In My Father’s House: Africa in the Philosophy of Culture
This is a vastly important, widely-acclaimed volume. Kwame Anthony Appiah, a Ghanaian philosopher who now teaches at Harvard, uses In My Father’s House to explore, in his words, “the possibilities and pitfalls of an African identity in the late twentieth century.”
Africa’s intellectuals have long been engaged in a conversation among themselves and with Europeans and Americans about what it means to be African. At the heart of these debates on African identity are the seminal works of politicians, creative writers, and philosophers from Africa and its diaspora.
In this book, Appiah asks how we should think about the cultural situation of these intellectuals. Reading their works in the context both of European and American ideas. And of Africa’s own indigenous traditions. Appiah draws on his experiences as a Ghanaian in the New World to explore the writings of African and African-American thinkers.

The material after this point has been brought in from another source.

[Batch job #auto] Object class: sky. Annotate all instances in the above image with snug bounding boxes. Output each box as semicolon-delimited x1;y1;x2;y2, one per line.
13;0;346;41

In the process, he contributes his own vision of the possibilities and pitfalls of an African identity in the late twentieth century. Setting out to dismantle the specious oppositions between “us” and “them”. The West and the Rest, that have governed so much of the cultural debate about Africa in the modern world.
Appiah maintains that all of us, wherever we live on the planet, must explore together the relations between our local cultures and an increasingly global civilization. Appiah combines philosophical analysis with more personal reflections. Addressing the major issues in the philosophy of culture through an exploration of the contemporary African predicament.